Timothy Leary hablando de su muerte en entrevista a Jean-François Duval para el libro “Kerouac y la generación beat”. Anagrama, 2013.

 

En un mundo atemporal (autos viejos, ropa de cualquier época, tecnología mezclada) entramos de lleno a una alucinación extrema, un mundo con una paleta de colores tan armónica que obviamente nos saca de la realidad como lo hace una película de Wes Anderson. Todo encaja, todo funciona, la perfección es incómodamente alucinatoria, delirante, fantasiosa o todas las anteriores.

Ahí conocemos a Jerry, el dueño de ese mundo que, a la menor provocación, se transforma en un planeta gore. Después de abonar el terreno con líneas precisas, casi invisibles pero punzantes como cuchillos de chef japonés, esta tragicomedia negra e irracional hace explotar a ese gore que hoy muchas películas desprecian y vuelve a la narración en una comedia negrísima y provocadora en la que caben, pues de hecho son citados poco antes de ese giro sorpresivo y sorprendente, Lucifer y Milton, el autor de esa otra oda a la locura conocida como “El paraíso perdido”; todo con un ligero empujón de afiladas orillas obra de un tempo y tono precisos de parte de Marjane Satrapi.

Y sí, Jerry pierde su paraíso.
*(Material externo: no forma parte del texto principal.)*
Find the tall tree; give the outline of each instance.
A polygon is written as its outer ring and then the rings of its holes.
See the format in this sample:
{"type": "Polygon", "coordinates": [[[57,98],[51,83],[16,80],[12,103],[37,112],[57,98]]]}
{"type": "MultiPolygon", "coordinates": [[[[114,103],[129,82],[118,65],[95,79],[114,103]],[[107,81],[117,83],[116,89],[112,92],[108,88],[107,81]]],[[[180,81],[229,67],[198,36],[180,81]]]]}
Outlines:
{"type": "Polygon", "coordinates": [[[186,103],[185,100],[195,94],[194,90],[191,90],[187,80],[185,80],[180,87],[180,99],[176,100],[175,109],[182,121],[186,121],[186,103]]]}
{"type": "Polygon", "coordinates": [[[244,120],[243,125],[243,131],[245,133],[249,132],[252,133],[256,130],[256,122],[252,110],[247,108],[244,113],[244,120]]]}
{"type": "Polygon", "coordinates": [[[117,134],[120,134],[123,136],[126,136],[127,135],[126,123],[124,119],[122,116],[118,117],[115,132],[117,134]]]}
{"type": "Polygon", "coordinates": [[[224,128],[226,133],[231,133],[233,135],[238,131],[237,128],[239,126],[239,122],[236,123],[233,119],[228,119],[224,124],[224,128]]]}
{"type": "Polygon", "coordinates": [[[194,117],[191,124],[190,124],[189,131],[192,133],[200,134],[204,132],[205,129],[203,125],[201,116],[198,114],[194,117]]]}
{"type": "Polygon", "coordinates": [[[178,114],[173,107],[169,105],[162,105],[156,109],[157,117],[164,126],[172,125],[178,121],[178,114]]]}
Después de habernos hecho transitar ese mundo de armonía y ligereza, inundado de sangre y con el cerebro “limpio” se nos recuerda (porque extrañamente se tiene la sensación de que somos uno con Jerry) que ese delirio de armonía saturada no es sino muestra y prueba de un desvío mental que requiere drogas legales para ser “curado” (pensar en Naranja mecánica (Reino Unido-EUA, 1971) y el tratamiento Ludovico no sería exagerar). Jerry regresa a su tratamiento con dudas sangrientas dignas de un American Psycho (EUA, 2000) y la luz se desvanece. Bajo el efecto domesticador de su “cura” el mundo pierde su color y adquiere un tono enfermizo, amarillento, descompuesto. La simetría y la luz del encuadre se rompen en un acercamiento hiper realista a los escenarios expresionistas del Caligari y del Nosferatu, y todo se balancea hasta acomodarse en las atmósferas del David Fincher de Zodiaco (EUA, 2007), cosa nada gratuita si nos damos cuenta que tarde o temprano estaremos también ante la historia de un asesino en serie.

Lo inquietante de todo esto es que esos mundos, ambos, todos, son uno mismo y lo que para unos es una comedia romántica con tintes a la Tim Burton, es en realidad una descripción brutalmente honesta de la esquizofrenia de Jerry y un alegato a favor de las libertades, ya sea a soñar, a tener pesadillas, a estar loco o a decidir estarlo.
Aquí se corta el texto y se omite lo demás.